El 9 de octubre de 1820, tras una revuelta que duró una madrugada y su amanecer, las autoridades reunidas en el Cabildo de Guayaquil firmaron un acta que de forma inequívoca expresó que se había “declarado la independencia, por el voto general del pueblo”. La bandera que representó este momento fue de colores celeste y blanco.
En seguida, el 8 de noviembre se reunió un Colegio Electoral compuesto por 57 representantes de la provincia de Guayaquil. Tras tres días de sesiones ellos dictaron un “Reglamento Provisorio de Gobierno”, en el que se afirmó que la provincia de Guayaquil se encontraba en “entera libertad para unirse a la grande asociación que le convenga” en la América del Sur. Para Olmedo, este 8 de noviembre que se reunieron los 57 representantes fue el día de la libertad de Guayaquil. Ese día flameó, de seguro, la celeste y blanco.
Pero Bolívar la mandó a arriar, cuando en julio de 1822 entró a Guayaquil acompañado de un ejército de “bravos colombianos” para sumarla manu militari como el extremo Sur de la República de Colombia. Durante 1822 y 1830, Quito, Cuenca y la violentada Guayaquil fueron colombianos. Se los llamó “Distrito del Sur” y, de manera casi invariable, fueron gobernados como un territorio de ocupación militar (con estado de excepción y hombre de armas al mando).
Cuando en 1830 ese Distrito del Sur se separó de Colombia, se abandonó la sujeción a un centro colombiano (Bogotá) pero no se ganó una plena autonomía.

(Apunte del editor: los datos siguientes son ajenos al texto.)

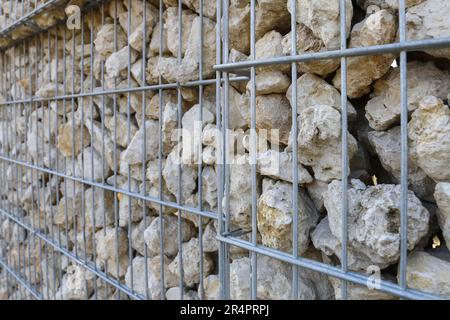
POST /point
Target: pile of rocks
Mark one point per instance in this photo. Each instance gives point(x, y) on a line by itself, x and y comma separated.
point(116, 138)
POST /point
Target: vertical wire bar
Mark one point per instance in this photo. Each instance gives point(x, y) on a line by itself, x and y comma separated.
point(253, 152)
point(200, 158)
point(144, 180)
point(220, 151)
point(294, 132)
point(225, 139)
point(160, 156)
point(180, 172)
point(404, 148)
point(344, 149)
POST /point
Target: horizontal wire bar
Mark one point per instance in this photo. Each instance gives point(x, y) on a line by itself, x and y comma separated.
point(170, 204)
point(19, 279)
point(336, 272)
point(352, 52)
point(73, 257)
point(123, 90)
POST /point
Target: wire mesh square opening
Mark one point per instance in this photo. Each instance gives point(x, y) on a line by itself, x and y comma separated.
point(150, 150)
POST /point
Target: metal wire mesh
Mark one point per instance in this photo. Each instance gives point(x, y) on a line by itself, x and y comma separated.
point(51, 202)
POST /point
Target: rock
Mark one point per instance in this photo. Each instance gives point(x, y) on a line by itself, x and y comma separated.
point(308, 43)
point(189, 68)
point(112, 249)
point(273, 279)
point(427, 20)
point(377, 29)
point(240, 193)
point(314, 91)
point(323, 18)
point(152, 235)
point(72, 139)
point(278, 165)
point(104, 42)
point(134, 153)
point(319, 142)
point(170, 173)
point(90, 165)
point(424, 79)
point(359, 292)
point(387, 146)
point(275, 217)
point(270, 46)
point(191, 263)
point(442, 196)
point(98, 208)
point(374, 219)
point(175, 293)
point(77, 284)
point(270, 82)
point(428, 273)
point(273, 114)
point(118, 61)
point(429, 137)
point(138, 268)
point(212, 287)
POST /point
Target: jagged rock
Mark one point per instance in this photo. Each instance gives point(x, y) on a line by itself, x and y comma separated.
point(377, 29)
point(308, 43)
point(314, 91)
point(428, 20)
point(428, 273)
point(170, 173)
point(152, 235)
point(424, 79)
point(429, 136)
point(72, 139)
point(278, 165)
point(273, 113)
point(275, 217)
point(442, 196)
point(99, 208)
point(323, 18)
point(387, 146)
point(270, 82)
point(118, 61)
point(134, 153)
point(319, 142)
point(191, 262)
point(374, 219)
point(112, 249)
point(138, 268)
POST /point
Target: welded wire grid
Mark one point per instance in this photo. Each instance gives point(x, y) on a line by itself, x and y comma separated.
point(37, 254)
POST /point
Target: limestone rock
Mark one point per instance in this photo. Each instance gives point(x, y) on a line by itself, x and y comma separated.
point(278, 165)
point(374, 219)
point(428, 20)
point(191, 262)
point(319, 142)
point(273, 114)
point(307, 42)
point(323, 18)
point(442, 196)
point(377, 29)
point(153, 238)
point(313, 90)
point(429, 134)
point(387, 146)
point(383, 110)
point(428, 273)
point(275, 217)
point(138, 268)
point(134, 153)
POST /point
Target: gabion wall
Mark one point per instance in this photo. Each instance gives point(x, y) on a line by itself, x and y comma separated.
point(152, 151)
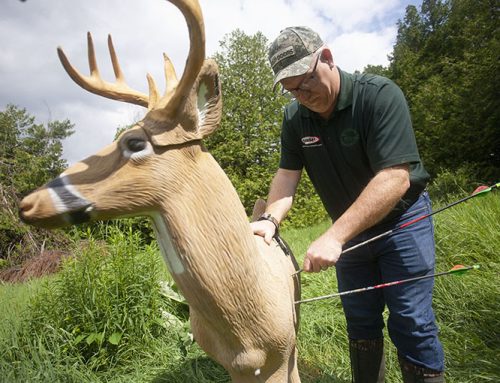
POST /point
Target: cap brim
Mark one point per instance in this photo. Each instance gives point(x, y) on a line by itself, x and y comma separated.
point(296, 69)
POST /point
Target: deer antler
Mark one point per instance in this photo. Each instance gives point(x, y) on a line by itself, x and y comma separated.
point(95, 84)
point(192, 13)
point(175, 93)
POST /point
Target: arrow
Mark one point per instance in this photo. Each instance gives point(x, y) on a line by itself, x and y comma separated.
point(456, 270)
point(480, 191)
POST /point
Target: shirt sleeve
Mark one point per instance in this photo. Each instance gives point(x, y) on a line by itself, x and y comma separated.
point(391, 140)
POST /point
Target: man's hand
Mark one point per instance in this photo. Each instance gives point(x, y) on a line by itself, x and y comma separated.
point(265, 229)
point(322, 253)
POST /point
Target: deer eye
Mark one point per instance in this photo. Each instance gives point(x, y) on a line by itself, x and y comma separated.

Bolívar lo entendió bien, cuando escribió que los ecuatorianos “todavía son colonos y pupilos de los forasteros: unos son venezolanos, otros granadinos, otros ingleses, otros peruanos, y quién sabe de qué otras tierras los habrá también”. Y Bolívar también vio claramente que aquella dominación extranjera sobre el Ecuador iba a ser temporal: “esos Jefes del Norte van a ser echados de ese país’. Y así ocurrió.
Como lo hizo el polemista Roberto Leví Castillo, bien se podría hablar de unos años de “ocupación grancolombiana” del Ecuador entre 1822 y 1845. Ello tiene sentido, dado que tantos extranjeros gobernaron: un venezolano fue su Presidente como por diez años, hubo una pléyade de ministros de todas partes, y lo más importante, tuvieron los extranjeros el control, tanto por su alto mando como por su elemental composición, del Ejército. (En un país paupérrimo, allí estaba la plata.)
A esta “ocupación grancolombiana” la quebró la revolución del 6 de marzo de 1845, capitaneada en lo militar por el general guayaquileño Antonio Elizalde y dirigida en lo civil por un triunvirato compuesto por los guayaquileños Olmedo, Noboa y Roca. Como se dice en su Acta, la revolución marcista se hizo para vindicar “el honor y dignidad de este país, humillado por algunos años bajo el yugo extraño de un poder absoluto”.
Y aquel día de verdadera autonomía para el Ecuador, volvió a ondear la libertaria bandera celeste y blanco.